There were two suits consolidated in the Court of Appeals: One, from the Western District of Washington, Buffington case and, the other, from the District of Hawaii, Elliot.
Buffington is a nationwide class action on behalf of recipients of old age and survivors benefits.
Elliot is limited to persons living in Hawaii but it includes disability beneficiaries as well as old age beneficiaries.
The procedures attacked by respondents begin with the Secretary's determination that an overpayment has occurred.
In many cases, this determination is based on an annual earnings report filed by the beneficiary himself.
Other times, the initial determination is based on the Secretary's independent discovery of some administrative error or a fact or event that affects a recipient's continuing eligibility for benefits.
When the Secretary concludes that an overpayment has occurred, he notifies the beneficiary of his determination.
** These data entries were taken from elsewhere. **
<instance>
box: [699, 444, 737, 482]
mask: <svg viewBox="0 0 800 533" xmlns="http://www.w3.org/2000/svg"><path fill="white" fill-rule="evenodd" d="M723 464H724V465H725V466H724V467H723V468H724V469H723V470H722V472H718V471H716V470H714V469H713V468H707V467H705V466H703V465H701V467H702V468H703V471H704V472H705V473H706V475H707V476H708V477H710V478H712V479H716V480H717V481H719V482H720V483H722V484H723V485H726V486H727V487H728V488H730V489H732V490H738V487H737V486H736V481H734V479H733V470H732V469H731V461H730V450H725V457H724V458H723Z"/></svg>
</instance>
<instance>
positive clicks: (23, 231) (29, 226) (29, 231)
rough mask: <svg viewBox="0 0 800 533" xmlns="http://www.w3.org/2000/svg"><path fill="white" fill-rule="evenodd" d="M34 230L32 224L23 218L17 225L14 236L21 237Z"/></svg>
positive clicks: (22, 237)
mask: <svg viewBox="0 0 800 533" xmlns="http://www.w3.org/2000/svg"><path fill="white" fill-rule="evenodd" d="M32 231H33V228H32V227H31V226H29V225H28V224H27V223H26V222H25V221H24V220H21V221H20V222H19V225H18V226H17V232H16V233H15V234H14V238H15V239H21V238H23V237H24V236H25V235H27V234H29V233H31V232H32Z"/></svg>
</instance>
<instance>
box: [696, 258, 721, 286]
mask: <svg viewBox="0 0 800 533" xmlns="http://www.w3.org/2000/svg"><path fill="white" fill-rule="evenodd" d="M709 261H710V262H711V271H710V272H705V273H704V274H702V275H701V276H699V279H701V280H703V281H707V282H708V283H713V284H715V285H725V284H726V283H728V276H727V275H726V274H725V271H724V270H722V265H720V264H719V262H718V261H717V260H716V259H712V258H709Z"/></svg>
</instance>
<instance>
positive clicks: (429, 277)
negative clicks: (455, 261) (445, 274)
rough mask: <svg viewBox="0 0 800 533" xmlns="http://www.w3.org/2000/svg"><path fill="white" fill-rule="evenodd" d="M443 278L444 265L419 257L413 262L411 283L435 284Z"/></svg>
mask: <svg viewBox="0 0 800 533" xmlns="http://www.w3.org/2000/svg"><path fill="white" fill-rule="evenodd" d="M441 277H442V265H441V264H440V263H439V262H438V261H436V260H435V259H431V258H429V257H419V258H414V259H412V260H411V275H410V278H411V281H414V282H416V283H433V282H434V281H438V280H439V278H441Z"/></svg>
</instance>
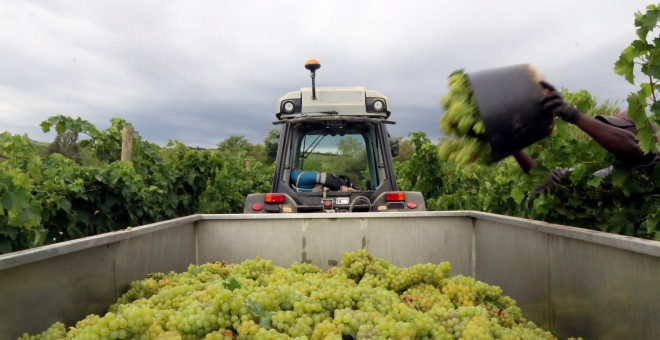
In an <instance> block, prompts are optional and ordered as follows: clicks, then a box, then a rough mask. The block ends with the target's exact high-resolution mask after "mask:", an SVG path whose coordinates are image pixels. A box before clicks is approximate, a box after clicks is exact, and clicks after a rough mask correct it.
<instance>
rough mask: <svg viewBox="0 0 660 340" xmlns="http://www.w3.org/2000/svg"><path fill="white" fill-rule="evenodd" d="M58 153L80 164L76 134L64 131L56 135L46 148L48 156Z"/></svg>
mask: <svg viewBox="0 0 660 340" xmlns="http://www.w3.org/2000/svg"><path fill="white" fill-rule="evenodd" d="M53 153H59V154H61V155H62V156H64V157H66V158H68V159H70V160H72V161H74V162H76V163H78V164H80V163H81V157H80V149H79V148H78V132H77V131H74V130H66V131H64V132H63V133H58V134H57V136H56V137H55V140H54V141H53V142H52V143H51V144H50V145H49V146H48V154H49V155H51V154H53Z"/></svg>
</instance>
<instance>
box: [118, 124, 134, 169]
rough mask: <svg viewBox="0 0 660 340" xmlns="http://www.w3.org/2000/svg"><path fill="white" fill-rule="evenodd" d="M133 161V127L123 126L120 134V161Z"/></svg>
mask: <svg viewBox="0 0 660 340" xmlns="http://www.w3.org/2000/svg"><path fill="white" fill-rule="evenodd" d="M132 159H133V127H132V126H125V127H124V129H123V130H122V132H121V160H122V162H130V161H131V160H132Z"/></svg>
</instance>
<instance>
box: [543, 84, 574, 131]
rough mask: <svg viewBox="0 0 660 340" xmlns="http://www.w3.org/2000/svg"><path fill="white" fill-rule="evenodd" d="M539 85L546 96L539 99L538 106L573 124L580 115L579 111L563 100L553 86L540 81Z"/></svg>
mask: <svg viewBox="0 0 660 340" xmlns="http://www.w3.org/2000/svg"><path fill="white" fill-rule="evenodd" d="M540 84H541V86H542V87H543V88H544V89H545V90H546V92H547V94H546V95H545V96H543V97H541V99H540V100H539V104H540V105H542V106H543V108H544V109H545V110H546V111H548V112H551V113H552V114H554V115H556V116H559V117H561V118H562V119H563V120H565V121H567V122H569V123H573V124H575V122H576V121H577V119H578V117H579V116H580V114H581V113H580V111H579V110H578V109H577V108H575V106H573V105H571V104H569V103H568V102H567V101H566V100H564V98H563V97H562V96H561V94H560V93H559V92H557V90H556V89H555V87H554V86H552V85H550V84H549V83H547V82H545V81H541V82H540Z"/></svg>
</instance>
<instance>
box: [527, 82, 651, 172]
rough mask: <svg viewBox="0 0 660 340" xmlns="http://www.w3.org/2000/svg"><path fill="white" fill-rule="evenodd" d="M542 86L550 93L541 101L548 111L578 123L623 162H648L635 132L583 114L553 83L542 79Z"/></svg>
mask: <svg viewBox="0 0 660 340" xmlns="http://www.w3.org/2000/svg"><path fill="white" fill-rule="evenodd" d="M541 86H542V87H543V88H545V89H546V90H547V91H548V94H546V95H545V96H543V98H541V100H540V101H539V103H540V104H541V105H543V107H544V108H545V109H546V110H547V111H549V112H551V113H552V114H554V115H557V116H559V117H561V118H562V119H563V120H565V121H567V122H569V123H572V124H575V125H577V126H578V127H579V128H580V129H582V130H583V131H584V132H586V133H587V134H588V135H589V136H591V137H592V138H593V139H594V140H595V141H596V142H598V144H600V145H601V146H602V147H604V148H605V149H606V150H607V151H609V152H611V153H612V154H614V155H615V156H616V157H617V158H618V159H619V160H621V161H622V162H624V163H627V164H633V165H634V164H643V163H644V162H646V159H647V156H648V155H645V154H644V152H643V151H642V150H641V149H640V148H639V145H638V144H637V140H636V139H635V134H634V133H632V132H630V131H628V130H625V129H622V128H618V127H616V126H612V125H609V124H606V123H603V122H601V121H599V120H597V119H595V118H593V117H591V116H587V115H585V114H582V113H581V112H580V111H578V109H577V108H575V106H573V105H571V104H570V103H568V102H567V101H565V100H564V98H563V97H562V96H561V94H560V93H559V92H557V90H555V88H554V87H553V86H552V85H550V84H548V83H547V82H545V81H542V82H541Z"/></svg>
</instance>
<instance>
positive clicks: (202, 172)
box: [0, 116, 273, 253]
mask: <svg viewBox="0 0 660 340" xmlns="http://www.w3.org/2000/svg"><path fill="white" fill-rule="evenodd" d="M127 125H129V123H128V122H126V121H124V120H122V119H119V118H113V119H112V120H111V127H110V128H109V129H107V130H103V131H99V130H97V129H96V127H95V126H93V125H92V124H90V123H89V122H87V121H84V120H81V119H80V118H77V119H73V118H71V117H66V116H54V117H51V118H49V119H48V120H47V121H45V122H43V123H42V128H43V130H44V131H45V132H47V131H50V129H51V128H55V129H56V131H57V133H58V135H63V134H69V133H72V132H74V133H81V134H84V135H86V136H87V137H88V138H87V139H85V140H83V141H80V142H78V145H79V146H80V148H81V149H83V150H85V151H86V153H87V154H88V155H87V156H86V157H82V158H86V160H85V161H82V163H83V164H79V163H77V162H76V161H75V160H72V159H70V158H66V157H64V156H63V155H62V154H60V153H51V154H49V155H44V152H43V151H41V150H40V147H39V145H38V144H37V143H35V142H33V141H31V140H30V139H28V138H27V136H13V135H10V134H8V133H3V134H0V155H1V158H0V253H8V252H12V251H16V250H21V249H26V248H31V247H35V246H40V245H44V244H50V243H55V242H60V241H66V240H71V239H75V238H79V237H84V236H89V235H96V234H100V233H104V232H109V231H113V230H118V229H124V228H127V227H131V226H140V225H144V224H148V223H152V222H156V221H161V220H165V219H170V218H175V217H180V216H185V215H190V214H193V213H198V212H201V213H232V212H240V211H241V210H242V208H243V200H244V199H245V196H246V195H247V194H248V193H252V192H265V191H268V190H269V184H270V183H269V182H270V178H271V176H272V172H273V169H272V163H271V165H268V164H264V163H261V162H259V161H257V160H256V159H255V158H254V157H252V156H251V155H249V154H248V151H249V150H247V149H246V148H244V145H242V146H238V147H236V146H235V145H233V144H232V147H229V146H225V145H223V146H221V147H220V148H218V149H212V150H199V149H192V148H189V147H186V146H185V145H183V144H181V143H179V142H177V141H171V142H170V143H169V145H168V146H167V147H166V148H161V147H159V146H157V145H155V144H153V143H150V142H147V141H144V140H142V139H141V138H140V136H139V134H137V133H136V134H135V137H134V140H133V159H132V162H122V161H119V160H118V159H119V158H120V154H121V131H122V129H123V127H125V126H127ZM232 140H233V139H232ZM223 147H226V149H223ZM256 149H257V150H258V149H259V148H256ZM261 150H262V151H263V152H262V153H265V151H264V150H263V149H261ZM84 153H85V152H81V154H84ZM262 153H259V154H262ZM78 156H80V155H77V156H76V157H78ZM76 157H73V158H76ZM262 159H265V156H264V157H262Z"/></svg>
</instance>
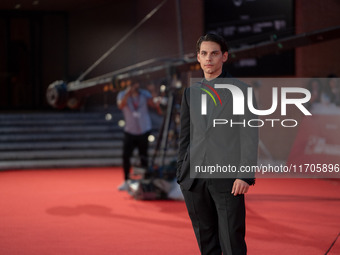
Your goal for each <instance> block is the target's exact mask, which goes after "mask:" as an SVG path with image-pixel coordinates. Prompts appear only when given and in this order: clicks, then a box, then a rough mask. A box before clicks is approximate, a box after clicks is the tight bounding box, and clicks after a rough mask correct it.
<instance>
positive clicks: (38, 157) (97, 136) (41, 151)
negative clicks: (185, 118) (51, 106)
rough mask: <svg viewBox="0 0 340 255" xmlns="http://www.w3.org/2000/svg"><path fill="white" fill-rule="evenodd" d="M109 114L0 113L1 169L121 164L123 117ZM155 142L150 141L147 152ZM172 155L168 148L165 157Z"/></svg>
mask: <svg viewBox="0 0 340 255" xmlns="http://www.w3.org/2000/svg"><path fill="white" fill-rule="evenodd" d="M111 116H112V118H107V115H106V113H103V112H94V113H93V112H91V113H64V112H63V113H60V112H53V113H27V114H0V170H9V169H30V168H31V169H33V168H35V169H36V168H61V167H93V166H121V165H122V164H121V154H122V145H123V141H122V139H123V128H121V127H119V126H118V124H117V123H118V120H121V119H123V116H122V113H121V112H120V111H118V110H116V111H111ZM154 135H155V136H156V137H157V134H154ZM154 145H155V142H154V143H151V144H150V150H149V155H152V153H153V148H154ZM134 155H135V156H136V155H137V150H135V154H134ZM175 155H176V151H174V150H169V152H168V153H167V159H168V160H173V159H174V157H175ZM136 160H137V159H136ZM168 160H167V161H168ZM132 162H134V161H132Z"/></svg>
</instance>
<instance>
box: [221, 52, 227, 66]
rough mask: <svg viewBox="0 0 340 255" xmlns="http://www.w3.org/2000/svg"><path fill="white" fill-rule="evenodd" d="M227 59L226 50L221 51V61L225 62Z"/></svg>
mask: <svg viewBox="0 0 340 255" xmlns="http://www.w3.org/2000/svg"><path fill="white" fill-rule="evenodd" d="M227 60H228V52H227V51H226V52H224V53H223V56H222V61H223V63H224V62H226V61H227Z"/></svg>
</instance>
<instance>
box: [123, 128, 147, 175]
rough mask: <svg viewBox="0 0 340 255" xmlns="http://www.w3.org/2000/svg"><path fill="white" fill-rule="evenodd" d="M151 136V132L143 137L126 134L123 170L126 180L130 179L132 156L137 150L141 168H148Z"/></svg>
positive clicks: (127, 133) (123, 160)
mask: <svg viewBox="0 0 340 255" xmlns="http://www.w3.org/2000/svg"><path fill="white" fill-rule="evenodd" d="M149 135H150V132H146V133H144V134H142V135H132V134H129V133H126V132H124V145H123V169H124V178H125V180H128V179H130V168H131V156H132V153H133V150H134V149H135V148H138V154H139V157H140V164H141V167H144V168H147V167H148V147H149V141H148V136H149Z"/></svg>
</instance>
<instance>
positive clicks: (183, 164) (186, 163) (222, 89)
mask: <svg viewBox="0 0 340 255" xmlns="http://www.w3.org/2000/svg"><path fill="white" fill-rule="evenodd" d="M227 59H228V47H227V45H226V43H225V41H224V39H223V38H222V37H220V36H218V35H215V34H207V35H205V36H202V37H200V38H199V40H198V42H197V60H198V62H199V63H200V65H201V68H202V70H203V73H204V79H203V80H201V81H200V82H197V83H195V84H193V85H192V86H190V87H189V88H187V89H185V91H184V93H183V98H182V105H181V132H180V146H179V155H178V160H177V180H178V183H179V184H180V186H181V189H182V192H183V195H184V199H185V203H186V206H187V209H188V213H189V216H190V219H191V222H192V225H193V228H194V232H195V235H196V239H197V242H198V245H199V248H200V251H201V254H209V255H215V254H219V255H220V254H222V252H223V254H224V255H231V254H233V255H238V254H242V255H244V254H246V253H247V247H246V243H245V239H244V237H245V204H244V194H245V193H247V191H248V189H249V186H250V185H253V184H254V182H255V179H254V175H253V174H249V173H247V174H244V173H241V172H240V171H239V169H240V167H241V166H252V165H256V164H257V148H258V129H257V128H256V127H253V126H254V125H253V126H249V125H247V123H248V120H250V119H256V116H255V115H254V114H252V113H251V112H250V111H249V109H248V107H247V106H246V104H245V103H244V102H245V101H247V100H243V103H244V107H243V108H244V112H243V114H242V115H235V114H233V105H236V104H234V100H235V98H233V93H232V91H231V90H228V89H225V88H218V85H217V86H215V85H216V84H232V87H235V90H237V91H238V92H242V93H243V95H247V93H248V92H247V91H248V86H247V85H246V84H244V83H242V82H241V81H239V80H236V79H233V78H231V77H230V76H228V74H227V73H225V72H224V71H223V64H224V63H225V62H226V61H227ZM220 87H221V86H220ZM222 87H223V86H222ZM214 88H216V89H214ZM209 89H210V91H213V92H211V94H213V93H215V95H216V96H217V95H218V97H219V100H220V101H219V102H220V105H218V106H214V104H213V103H212V101H213V99H212V98H208V99H211V100H206V105H205V110H203V106H202V104H203V101H202V100H201V99H202V91H206V92H208V90H209ZM203 93H204V92H203ZM211 97H212V95H211ZM251 97H252V98H253V102H254V105H256V102H255V98H254V96H253V95H251ZM215 105H217V104H216V102H215ZM216 119H219V120H221V119H223V120H224V123H226V122H227V123H228V125H214V120H216ZM208 166H211V167H215V168H214V169H215V170H216V167H217V166H220V169H221V167H223V166H225V167H226V168H224V170H226V169H227V168H228V166H229V170H230V169H232V170H233V171H229V172H228V171H221V172H220V173H217V172H214V173H213V174H212V173H209V172H207V171H206V170H207V169H210V170H211V169H212V168H209V167H208Z"/></svg>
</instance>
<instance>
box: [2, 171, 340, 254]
mask: <svg viewBox="0 0 340 255" xmlns="http://www.w3.org/2000/svg"><path fill="white" fill-rule="evenodd" d="M121 181H122V171H121V170H120V169H113V168H98V169H93V168H92V169H77V170H75V169H63V170H59V169H58V170H37V171H5V172H0V254H1V255H7V254H9V255H12V254H20V255H21V254H24V255H26V254H28V255H33V254H34V255H36V254H44V255H45V254H63V255H64V254H70V255H78V254H79V255H80V254H81V255H87V254H95V255H98V254H99V255H106V254H123V255H130V254H151V255H153V254H157V255H158V254H161V255H167V254H169V255H170V254H171V255H173V254H181V255H182V254H185V255H186V254H188V255H190V254H199V250H198V248H197V245H196V241H195V238H194V234H193V231H192V229H191V224H190V221H189V218H188V215H187V212H186V209H185V205H184V202H178V201H136V200H134V199H133V198H131V197H130V196H129V195H128V194H127V193H124V192H123V193H122V192H118V191H117V189H116V187H117V186H118V185H119V184H120V182H121ZM339 216H340V182H339V181H334V180H333V181H330V180H310V179H288V180H287V179H285V180H278V179H275V180H274V179H258V180H257V184H256V186H255V187H253V188H252V189H251V190H250V193H249V194H248V195H247V243H248V250H249V253H248V254H249V255H257V254H259V255H263V254H275V255H281V254H282V255H287V254H289V255H294V254H299V255H301V254H302V255H304V254H306V255H307V254H308V255H314V254H315V255H317V254H325V252H326V251H327V250H328V249H329V247H330V246H331V245H332V243H333V242H334V240H335V238H336V237H337V235H338V233H339V232H340V219H339ZM328 254H333V255H334V254H340V240H337V241H336V242H335V243H334V245H333V247H332V249H331V250H330V252H329V253H328Z"/></svg>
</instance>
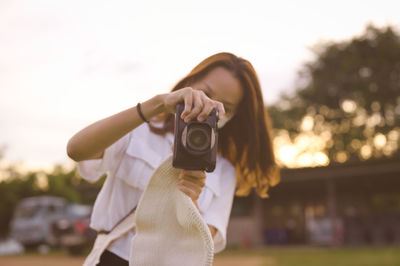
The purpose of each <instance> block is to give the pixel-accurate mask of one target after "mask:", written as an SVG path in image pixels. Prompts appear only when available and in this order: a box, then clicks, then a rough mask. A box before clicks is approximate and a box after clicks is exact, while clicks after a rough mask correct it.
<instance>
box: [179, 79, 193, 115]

Respondents' complaints in the District Courts challenge the adequacy of the notice provided, and the District Courts ordered that the Secretary provide a more detailed information about the reasons for the overpayment and the availability of administrative review.
The Court of Appeals affirmed and the Secretary did not seek further review of this aspect of the Court's decision.
Instead, he has developed more elaborate notice forms that the Social Security Administration is now using in notifying beneficiaries that they've received overpayments.
There's apparently still some squabbling in the Court of Appeals over whether the new forms comply with the Court of Appeals' decision, but that question is not presented here.
What question, specifically, is not presented?
The question of the adequacy of the new notice forms that the Secretary has developed in response to the Court of Appeals' decision.
William H. Rehnquist:
Whether those forms comply with the Court of Appeals' decision.
Is a matter for the Court of--
-- appeals are now being controverted in the Court of Appeals.
The Secretary's notice informs the beneficiary of the date and the amount of the overpayment and the way in which it occurred.
The local Social Security officers are instructed to make sure that the explanation is kept in simple and non-technical terms.